Tracks is a very strong and enjoyably delectable album of Canadian rock, even though the band isn’t exactly reinventing the wheel.
Newfoundland rock group Long Distance Runners – not to be confused with a Swedish band with the same name – know their way around a good pun when they see one. Their debut album, not counting an earlier EP, is called Tracks, after all, and one conjures the image of a bunch of sprinters making their way around a circuit. While songwriter and band leader Chris Picco’s lyrics aren’t quite as funny as you might expect from that (and are pretty standard as far as rock and roll wordsmithing goes) what Long Distance Runners do pretty well is knot their way around a decent rock sized hook.

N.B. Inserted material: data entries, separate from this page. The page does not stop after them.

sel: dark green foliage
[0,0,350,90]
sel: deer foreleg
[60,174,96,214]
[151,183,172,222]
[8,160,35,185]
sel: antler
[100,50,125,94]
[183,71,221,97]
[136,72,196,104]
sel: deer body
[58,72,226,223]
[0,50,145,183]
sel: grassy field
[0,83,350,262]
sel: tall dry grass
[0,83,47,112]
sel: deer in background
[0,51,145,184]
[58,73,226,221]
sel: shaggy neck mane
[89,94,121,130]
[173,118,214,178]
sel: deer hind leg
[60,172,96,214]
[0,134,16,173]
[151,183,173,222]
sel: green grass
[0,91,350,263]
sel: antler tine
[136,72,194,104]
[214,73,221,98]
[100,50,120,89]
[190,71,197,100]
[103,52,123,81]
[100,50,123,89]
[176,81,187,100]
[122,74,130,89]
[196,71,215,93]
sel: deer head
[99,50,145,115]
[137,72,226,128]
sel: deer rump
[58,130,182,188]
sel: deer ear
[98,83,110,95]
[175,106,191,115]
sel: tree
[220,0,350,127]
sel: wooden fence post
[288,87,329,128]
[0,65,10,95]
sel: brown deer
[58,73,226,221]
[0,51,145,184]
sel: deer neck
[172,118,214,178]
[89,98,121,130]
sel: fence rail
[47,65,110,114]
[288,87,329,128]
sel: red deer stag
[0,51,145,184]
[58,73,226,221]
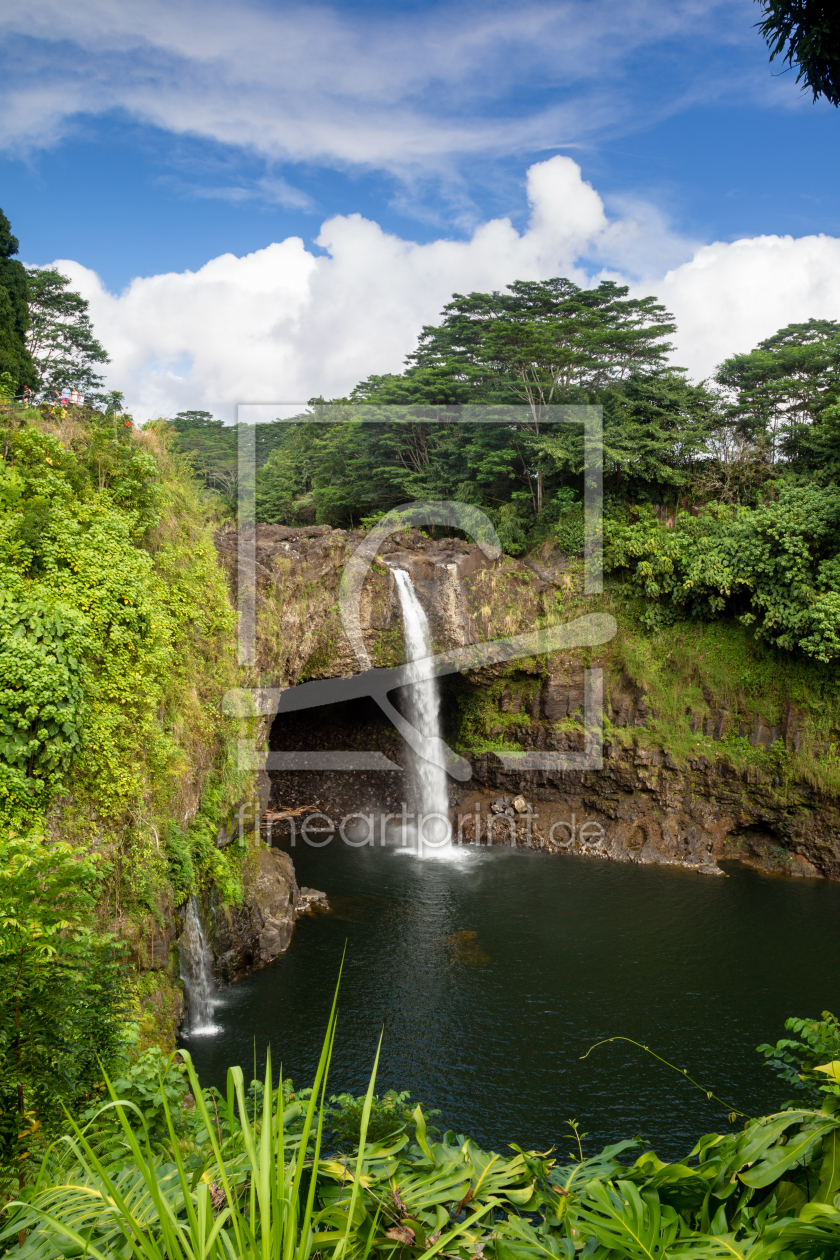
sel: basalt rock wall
[218,525,840,887]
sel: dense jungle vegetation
[0,206,840,1260]
[0,1004,840,1260]
[173,278,840,663]
[0,406,244,1189]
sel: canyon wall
[217,525,840,878]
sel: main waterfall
[393,568,452,857]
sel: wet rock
[208,848,300,982]
[295,888,330,915]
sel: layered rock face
[207,848,326,984]
[219,525,840,887]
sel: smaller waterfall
[179,896,215,1034]
[393,568,452,857]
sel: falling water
[179,896,215,1034]
[393,568,452,857]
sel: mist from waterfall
[393,568,452,857]
[178,896,218,1036]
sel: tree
[26,267,110,399]
[370,277,675,518]
[715,319,840,461]
[0,210,38,389]
[756,0,840,105]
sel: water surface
[185,843,840,1158]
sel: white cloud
[649,234,840,378]
[42,158,840,420]
[0,0,780,176]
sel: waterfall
[179,896,215,1034]
[393,568,452,857]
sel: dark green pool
[186,845,840,1157]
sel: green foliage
[715,319,840,464]
[604,484,840,662]
[758,0,840,106]
[325,1090,440,1148]
[758,1011,840,1099]
[0,210,37,396]
[0,832,128,1178]
[26,267,110,406]
[0,412,243,912]
[8,1007,840,1260]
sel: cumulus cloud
[652,233,840,378]
[0,0,780,176]
[44,156,840,420]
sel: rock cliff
[218,525,840,878]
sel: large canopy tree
[715,319,840,462]
[0,210,38,391]
[25,267,110,401]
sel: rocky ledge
[453,742,840,879]
[205,848,327,984]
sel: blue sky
[0,0,840,415]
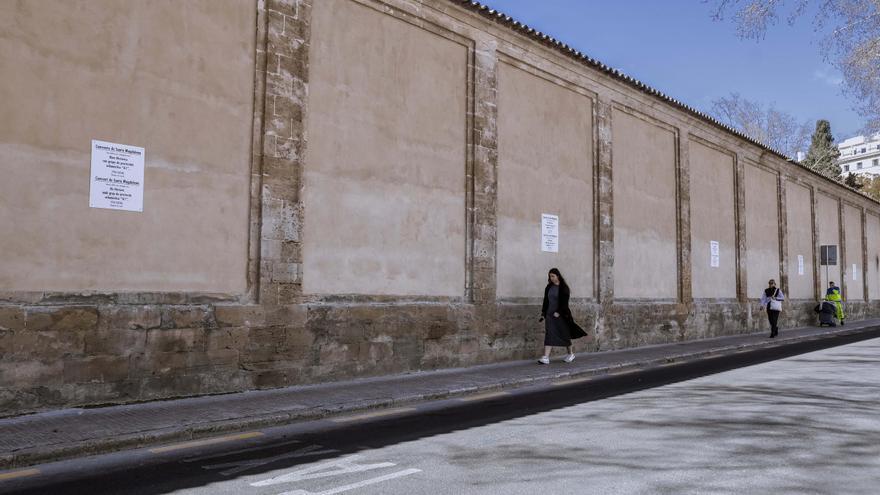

Opening, urm, track, “Election Day”, is what you’d get if you crossed the singing style of U2’s Bono crossed with the slacker abandon of a Thurston Moore or Stephen Malkmus with a laidback musical vibe stolen from the Kinks’ songbook. “Knuckles” features a schoolboy chorus pulled from Pink Floyd circa The Wall, “Treading Water” has a Dixieland jazz-like feel with the clarion sound of a trumpet and “Sally Ann” has an undeniably catchy riff that suggests the band was listening closely to the country rock sounds of Wilco crossed with a little of the Stones’ swagger. The band’s modus operandi is spelled out in final cut “A Short History of America” when they sing “I know where I come from / I was born to rock ‘n’ roll”. Believe it.
Overall, Tracks is a very strong and enjoyably delectable album of Canadian rock, even though the band isn’t exactly reinventing the wheel. There are some stumbles that suggest the group’s spontaneous songwriting approach – many of the songs were recorded in the same day that the band learned them – sometimes outstrips its ambition: “Sally Ann” features a rather lengthy breakdown where much of the band drops away and it's just Picco’s voice and a guitar, and “If I Forget to Say I Love You” suffers from a similar trick where the band disappears and it’s just Picco and a bunch of handclaps. The mandolin-led “Knuckles” also feels as though it’s going to build up into something climatic, but ultimately just peters out. However, despite its flaws, Tracks offers nearly good ol’ fashioned barnburning rock for much of its almost 45-minute runtime, a few ballads notwithstanding, and is very entertaining to listen to. I’m sure that once the group does a few more laps on the touring circuit, they might hammer out some of their inconsistencies and raise the bar for their next effort.